A Complete Guide to Stepwise Regression in R

rtip
regression
Author

Steven P. Sanderson II, MPH

Published

December 6, 2023

Introduction

Stepwise regression is a powerful technique used to build predictive models by iteratively adding or removing variables based on statistical criteria. In R, this can be achieved using functions like step() or manually with forward and backward selection.

Example

Empty Model:

Let’s start with an empty model, an intercept only model.

intercept_model <- lm(mpg ~ 1, data = mtcars)
step(intercept_model)
Start:  AIC=115.94
mpg ~ 1

Call:
lm(formula = mpg ~ 1, data = mtcars)

Coefficients:
(Intercept)  
      20.09  

In simple terms, we start with a model containing no predictors (mpg ~ 1) and iteratively add the most statistically significant variables until no improvement is observed. Since there are no predictors there is nothing to run through.

Forward Stepwise Regression:

# Initialize model
forward_model <- lm(mpg ~ ., data = mtcars)

# Forward stepwise regression
forward_model <- step(forward_model, direction = "forward", scope = formula(~ .))
Start:  AIC=70.9
mpg ~ cyl + disp + hp + drat + wt + qsec + vs + am + gear + carb

In simple terms, we start with a model containing all of the predictors (mpg ~ .) and iteratively add the most statistically significant variables until no improvement is observed.

Backward Stepwise Regression:

# Initialize a model with all predictors
backward_model <- lm(mpg ~ ., data = mtcars)

# Backward stepwise regression
backward_model <- step(backward_model, direction = "backward", trace = 0)

Here, we begin with a model including all predictors and iteratively remove the least statistically significant variables until the model no longer improves.

Both-Direction Stepwise Regression:

# Initialize a model with all predictors
both_model <- lm(mpg ~ ., data = mtcars)

# Both-direction stepwise regression
both_model <- step(both_model, direction = "both", trace = 0)

In both-direction regression, the algorithm combines both forward and backward steps, optimizing the model by adding significant variables and removing insignificant ones.

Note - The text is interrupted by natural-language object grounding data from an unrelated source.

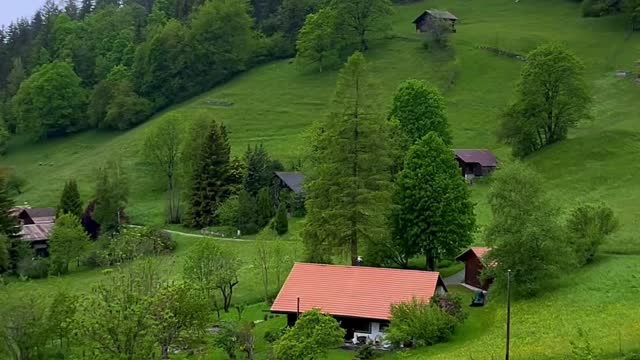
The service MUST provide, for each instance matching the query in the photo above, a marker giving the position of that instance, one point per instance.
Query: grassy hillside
(275, 103)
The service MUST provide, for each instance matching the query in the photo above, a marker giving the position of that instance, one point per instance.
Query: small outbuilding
(358, 297)
(426, 22)
(473, 260)
(476, 163)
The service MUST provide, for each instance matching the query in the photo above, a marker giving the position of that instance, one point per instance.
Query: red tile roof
(353, 291)
(479, 252)
(482, 157)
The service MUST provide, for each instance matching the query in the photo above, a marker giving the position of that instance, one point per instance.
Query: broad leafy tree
(361, 19)
(70, 202)
(318, 40)
(348, 186)
(313, 335)
(162, 148)
(420, 109)
(67, 243)
(111, 196)
(212, 269)
(432, 211)
(43, 113)
(551, 98)
(210, 177)
(524, 233)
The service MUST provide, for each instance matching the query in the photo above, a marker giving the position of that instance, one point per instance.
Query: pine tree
(264, 205)
(432, 213)
(8, 223)
(348, 188)
(70, 202)
(247, 214)
(281, 224)
(210, 178)
(258, 165)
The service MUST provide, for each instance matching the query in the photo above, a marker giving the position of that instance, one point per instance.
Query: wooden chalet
(359, 297)
(476, 163)
(426, 22)
(473, 260)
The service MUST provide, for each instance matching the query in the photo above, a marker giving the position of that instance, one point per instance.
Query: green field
(276, 102)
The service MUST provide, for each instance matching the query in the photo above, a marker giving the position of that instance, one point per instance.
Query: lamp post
(508, 312)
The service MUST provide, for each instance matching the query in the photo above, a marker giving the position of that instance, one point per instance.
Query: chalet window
(362, 327)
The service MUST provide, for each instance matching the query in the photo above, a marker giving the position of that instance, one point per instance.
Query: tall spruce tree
(258, 169)
(432, 213)
(210, 178)
(348, 187)
(264, 208)
(70, 202)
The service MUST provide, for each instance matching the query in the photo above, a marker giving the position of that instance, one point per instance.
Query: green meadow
(274, 104)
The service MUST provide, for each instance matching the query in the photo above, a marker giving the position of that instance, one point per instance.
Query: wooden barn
(427, 20)
(473, 267)
(476, 163)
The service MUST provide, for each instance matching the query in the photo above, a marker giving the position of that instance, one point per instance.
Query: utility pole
(508, 312)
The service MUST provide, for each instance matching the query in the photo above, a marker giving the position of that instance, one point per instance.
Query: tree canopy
(551, 97)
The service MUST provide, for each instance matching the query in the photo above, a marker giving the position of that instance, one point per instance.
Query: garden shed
(427, 21)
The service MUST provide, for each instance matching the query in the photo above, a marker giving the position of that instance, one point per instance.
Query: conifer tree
(264, 207)
(247, 213)
(281, 225)
(348, 188)
(70, 202)
(8, 223)
(210, 178)
(258, 169)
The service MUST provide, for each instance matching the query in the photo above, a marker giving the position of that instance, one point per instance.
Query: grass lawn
(276, 102)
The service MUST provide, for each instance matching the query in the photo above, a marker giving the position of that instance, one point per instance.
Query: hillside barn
(358, 297)
(427, 21)
(473, 267)
(475, 163)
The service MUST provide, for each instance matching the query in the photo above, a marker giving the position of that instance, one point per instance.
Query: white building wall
(375, 335)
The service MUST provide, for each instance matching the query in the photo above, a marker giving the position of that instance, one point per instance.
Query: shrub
(34, 268)
(589, 225)
(418, 323)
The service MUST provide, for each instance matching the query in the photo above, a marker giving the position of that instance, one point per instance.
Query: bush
(420, 324)
(34, 268)
(589, 225)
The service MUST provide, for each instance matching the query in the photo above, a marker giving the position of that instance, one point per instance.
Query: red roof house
(473, 266)
(360, 298)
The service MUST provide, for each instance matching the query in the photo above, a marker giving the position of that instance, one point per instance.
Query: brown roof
(36, 232)
(482, 157)
(294, 180)
(479, 252)
(353, 291)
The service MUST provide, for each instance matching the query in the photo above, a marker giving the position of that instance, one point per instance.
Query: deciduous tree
(524, 233)
(42, 113)
(68, 242)
(313, 335)
(551, 97)
(211, 268)
(348, 187)
(162, 147)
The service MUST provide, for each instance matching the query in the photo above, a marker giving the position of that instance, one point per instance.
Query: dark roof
(439, 14)
(41, 212)
(482, 157)
(294, 180)
(35, 232)
(479, 252)
(353, 291)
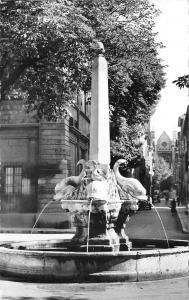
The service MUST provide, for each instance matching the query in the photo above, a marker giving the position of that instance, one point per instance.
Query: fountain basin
(51, 261)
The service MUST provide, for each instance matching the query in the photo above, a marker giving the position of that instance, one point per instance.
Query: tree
(48, 46)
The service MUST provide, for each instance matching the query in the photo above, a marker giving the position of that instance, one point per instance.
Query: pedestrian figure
(173, 206)
(167, 198)
(178, 201)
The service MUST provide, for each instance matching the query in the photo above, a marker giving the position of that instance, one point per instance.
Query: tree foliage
(48, 46)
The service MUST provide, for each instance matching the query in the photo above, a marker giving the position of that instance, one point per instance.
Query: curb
(182, 223)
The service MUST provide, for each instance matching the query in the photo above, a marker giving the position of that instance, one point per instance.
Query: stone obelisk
(100, 128)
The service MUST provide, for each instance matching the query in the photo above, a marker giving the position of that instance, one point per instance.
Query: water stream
(88, 228)
(165, 233)
(51, 201)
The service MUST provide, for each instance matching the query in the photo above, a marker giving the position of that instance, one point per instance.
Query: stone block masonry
(53, 148)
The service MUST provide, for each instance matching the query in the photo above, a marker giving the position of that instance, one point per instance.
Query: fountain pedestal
(99, 228)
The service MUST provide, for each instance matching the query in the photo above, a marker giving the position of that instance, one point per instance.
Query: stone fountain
(100, 200)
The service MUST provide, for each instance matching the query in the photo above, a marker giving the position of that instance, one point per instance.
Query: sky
(173, 28)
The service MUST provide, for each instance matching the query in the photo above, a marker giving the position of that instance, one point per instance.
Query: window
(13, 180)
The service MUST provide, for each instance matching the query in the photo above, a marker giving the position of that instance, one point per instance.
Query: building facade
(34, 156)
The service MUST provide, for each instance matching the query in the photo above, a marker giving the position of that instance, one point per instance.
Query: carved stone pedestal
(99, 231)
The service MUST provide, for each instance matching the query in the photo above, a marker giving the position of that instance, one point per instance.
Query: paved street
(143, 224)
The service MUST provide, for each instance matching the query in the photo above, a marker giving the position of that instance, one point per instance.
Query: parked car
(156, 198)
(145, 205)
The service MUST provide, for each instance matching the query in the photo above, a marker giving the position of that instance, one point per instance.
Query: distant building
(31, 153)
(183, 157)
(164, 148)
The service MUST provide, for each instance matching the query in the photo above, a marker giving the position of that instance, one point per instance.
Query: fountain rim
(4, 247)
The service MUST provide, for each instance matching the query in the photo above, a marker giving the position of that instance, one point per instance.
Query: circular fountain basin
(51, 261)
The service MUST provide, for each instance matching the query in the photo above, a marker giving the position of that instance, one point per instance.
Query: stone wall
(53, 148)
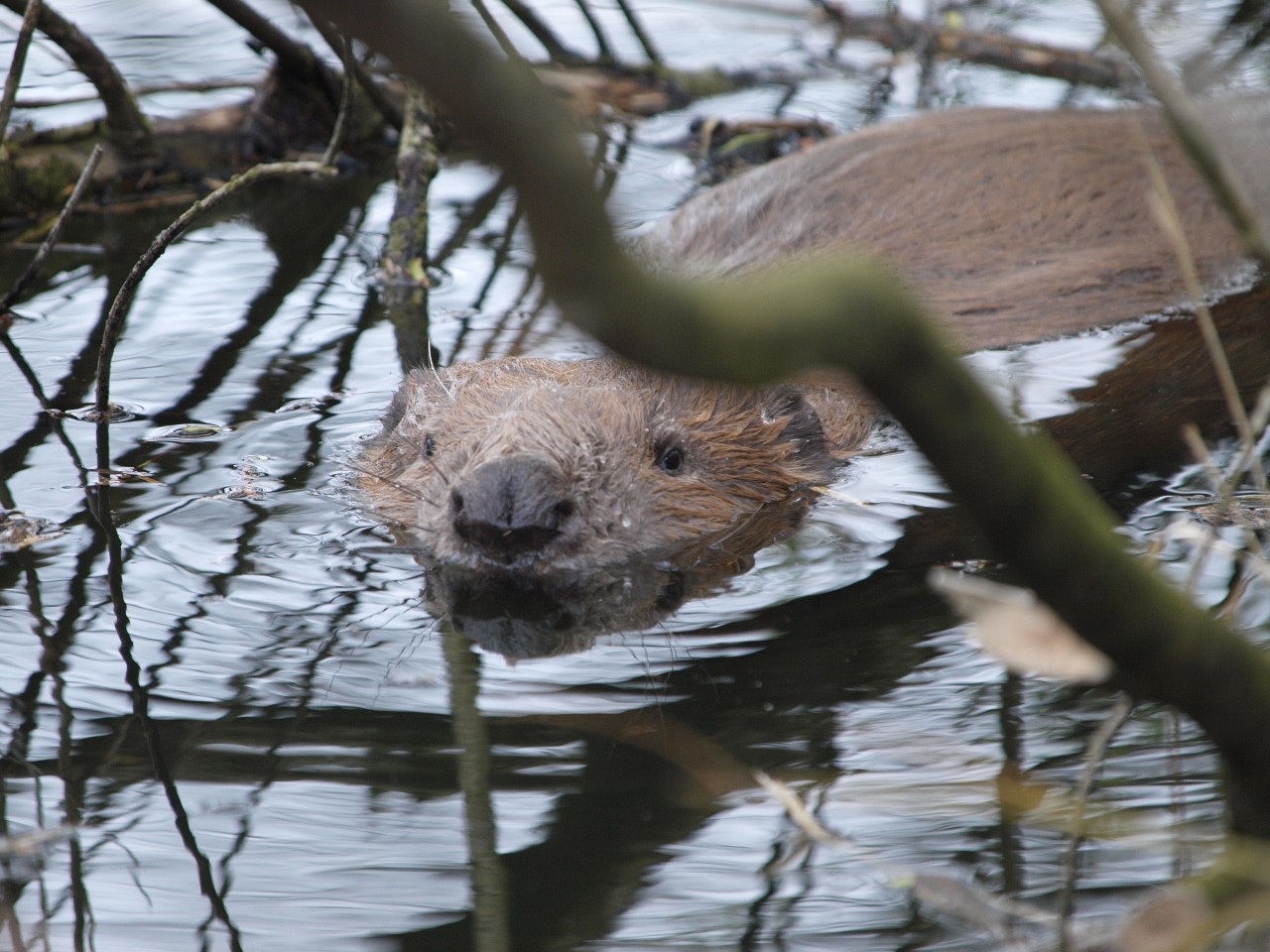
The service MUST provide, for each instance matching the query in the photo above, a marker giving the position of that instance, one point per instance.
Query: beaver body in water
(1016, 226)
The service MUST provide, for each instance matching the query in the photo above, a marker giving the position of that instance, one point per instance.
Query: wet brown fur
(604, 424)
(1016, 225)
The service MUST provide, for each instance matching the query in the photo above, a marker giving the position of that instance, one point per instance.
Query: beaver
(562, 466)
(1015, 225)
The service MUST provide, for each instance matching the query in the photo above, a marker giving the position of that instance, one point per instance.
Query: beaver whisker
(394, 483)
(436, 373)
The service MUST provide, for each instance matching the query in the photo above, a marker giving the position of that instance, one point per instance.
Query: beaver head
(531, 465)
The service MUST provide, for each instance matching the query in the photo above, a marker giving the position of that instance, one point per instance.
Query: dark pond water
(263, 740)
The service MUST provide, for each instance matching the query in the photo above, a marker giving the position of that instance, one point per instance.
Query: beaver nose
(511, 507)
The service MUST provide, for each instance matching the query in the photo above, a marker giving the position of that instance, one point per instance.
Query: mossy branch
(1024, 493)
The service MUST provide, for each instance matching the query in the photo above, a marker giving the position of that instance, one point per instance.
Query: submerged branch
(901, 35)
(28, 276)
(128, 289)
(17, 64)
(847, 311)
(126, 125)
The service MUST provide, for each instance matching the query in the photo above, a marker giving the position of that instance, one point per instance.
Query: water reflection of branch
(470, 220)
(489, 878)
(141, 711)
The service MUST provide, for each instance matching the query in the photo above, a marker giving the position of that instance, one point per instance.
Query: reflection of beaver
(1016, 225)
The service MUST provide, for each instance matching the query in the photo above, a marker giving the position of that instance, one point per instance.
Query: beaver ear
(803, 426)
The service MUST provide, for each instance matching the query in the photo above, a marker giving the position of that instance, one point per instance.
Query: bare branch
(126, 125)
(17, 66)
(21, 286)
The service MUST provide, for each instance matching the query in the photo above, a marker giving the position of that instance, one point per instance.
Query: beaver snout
(512, 507)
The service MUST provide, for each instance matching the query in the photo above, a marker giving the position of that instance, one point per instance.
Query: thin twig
(640, 33)
(390, 111)
(495, 31)
(901, 33)
(141, 90)
(1093, 758)
(603, 50)
(556, 49)
(1165, 211)
(19, 62)
(1189, 127)
(126, 125)
(28, 276)
(345, 104)
(128, 289)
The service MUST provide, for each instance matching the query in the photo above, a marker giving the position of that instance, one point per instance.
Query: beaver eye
(671, 460)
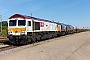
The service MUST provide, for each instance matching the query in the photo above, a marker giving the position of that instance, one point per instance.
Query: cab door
(29, 28)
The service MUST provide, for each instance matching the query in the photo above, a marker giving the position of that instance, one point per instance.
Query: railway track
(7, 48)
(11, 48)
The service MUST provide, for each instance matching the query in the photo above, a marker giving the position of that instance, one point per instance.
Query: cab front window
(12, 23)
(21, 22)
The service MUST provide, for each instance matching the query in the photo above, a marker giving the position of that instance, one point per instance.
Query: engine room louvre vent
(37, 26)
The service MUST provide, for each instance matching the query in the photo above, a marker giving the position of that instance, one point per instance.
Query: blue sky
(74, 12)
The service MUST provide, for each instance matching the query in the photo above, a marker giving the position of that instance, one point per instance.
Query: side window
(29, 23)
(37, 25)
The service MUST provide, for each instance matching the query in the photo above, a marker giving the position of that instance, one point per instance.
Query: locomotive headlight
(9, 32)
(22, 33)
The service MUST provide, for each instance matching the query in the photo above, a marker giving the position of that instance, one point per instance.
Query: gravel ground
(74, 47)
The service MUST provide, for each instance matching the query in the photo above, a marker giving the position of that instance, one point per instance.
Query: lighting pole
(1, 22)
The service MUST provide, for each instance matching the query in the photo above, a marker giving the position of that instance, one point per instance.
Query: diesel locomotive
(24, 29)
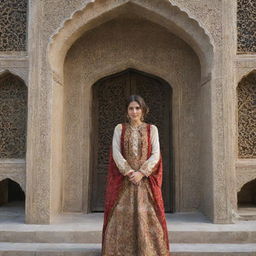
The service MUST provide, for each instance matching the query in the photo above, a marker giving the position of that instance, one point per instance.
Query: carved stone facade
(246, 93)
(13, 25)
(13, 117)
(246, 26)
(191, 45)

Visualizing Data and Model Fit:

Now, let’s visualize the data and model fit using base R plots.

# Scatter plot of mpg vs. hp
plot(mtcars$hp, mtcars$mpg, 
     main = "Scatter Plot of mpg vs. hp", 
     xlab = "hp", ylab = "mpg", pch = 20
     )
abline(lm(mpg ~ hp, data = mtcars), col = "black", lwd = 2)
points(sort(mtcars$hp), intercept_model$fitted.values, col = "purple", pch = 20)
points(sort(mtcars$hp), forward_model$fitted.values, col = "red", pch = 20)
points(sort(mtcars$hp), backward_model$fitted.values, col = "blue", pch = 20)
points(sort(mtcars$hp), both_model$fitted.values, col = "green", pch = 20)

legend(
  "topright", 
  legend = c(
    "Intercept Only", 
    "Forward", 
    "Backward", 
    "Both-Direction"
    ),
  col = c("red", "blue", "green"), pch = 20
)

This plot displays the scatter plot of mpg against hp with fitted lines for each stepwise regression. The colors correspond to the models created earlier.

Visualizing Residuals:

# Residual plots for each model
par(mfrow = c(2, 2))

# Intercept Model
plot(intercept_model$residuals, main = "Intercept Residuals", ylab = "Residuals")

# Forward stepwise regression residuals
plot(forward_model$residuals, main = "Forward Residuals", ylab = "Residuals")

# Backward stepwise regression residuals
plot(backward_model$residuals, main = "Backward Residuals", ylab = "Residuals")

# Both-direction stepwise regression residuals
plot(both_model$residuals, main = "Both-Direction Residuals", ylab = "Residuals")

par(mfrow = c(1, 1))

These plots help assess how well the models fit the data by examining the residuals.

Conclusion

Stepwise regression is a valuable tool, but it’s crucial to interpret results cautiously and be aware of potential pitfalls.